The average monthly cost of health insurance through Colorado’s exchange could rise about 1.6% next year in the Denver area, but the increase would have been substantially higher without the state’s reinsurance program.
Eight companies have filed to sell health insurance on the exchange for 2021. The rates apply only to plans sold directly to individuals and families, so people who get their insurance through an employer may see higher or lower costs.
The Division of Insurance estimated rates would have been about 14% higher in the Denver area without reinsurance, which essentially acts as a backstop for insurers who have customers with expensive needs.

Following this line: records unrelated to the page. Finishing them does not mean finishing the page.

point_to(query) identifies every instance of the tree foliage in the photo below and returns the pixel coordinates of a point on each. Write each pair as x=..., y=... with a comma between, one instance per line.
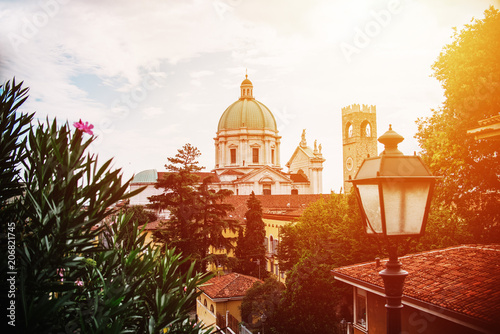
x=469, y=71
x=53, y=215
x=262, y=301
x=250, y=250
x=312, y=300
x=329, y=230
x=328, y=234
x=198, y=216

Because the insurance companies get back a portion of what they spend, they can set rates lower.
Statewide, premiums are expected to rise about 2.2%, based on preliminary filings with the Division of Insurance. It’s not known how the pandemic will affect rates over the next year, but insurers in some states have raised the possibility they may have to issue refunds because customers are getting less medical care. Federal law limits how much profit insurers can keep from the premiums they collect.
Projected rate changes are:
- Pueblo metro area: 9.8% increase
- Fort Collins metro area: 7.8% increase
- Greeley metro area: 7.7% increase
- Eastern non-metro counties: 5.6% increase
- Boulder metro area: 3% increase
- Denver metro area: 1.6% increase
- Grand Junction metro area: 0.3% decrease
- Western non-metro counties: 0.5% decrease
- Colorado Springs metro area: 1.6% decrease
Rates would have been about 17% higher statewide without reinsurance, according to the state. The biggest decreases are in the western counties, the Grand Junction area, the eastern counties and the Greeley and Pueblo areas.
The number of counties with only one insurer selling on the exchange is expected to drop from 22 to 10, as Rocky Mountain Health Plans and Bright Health expand their footprints.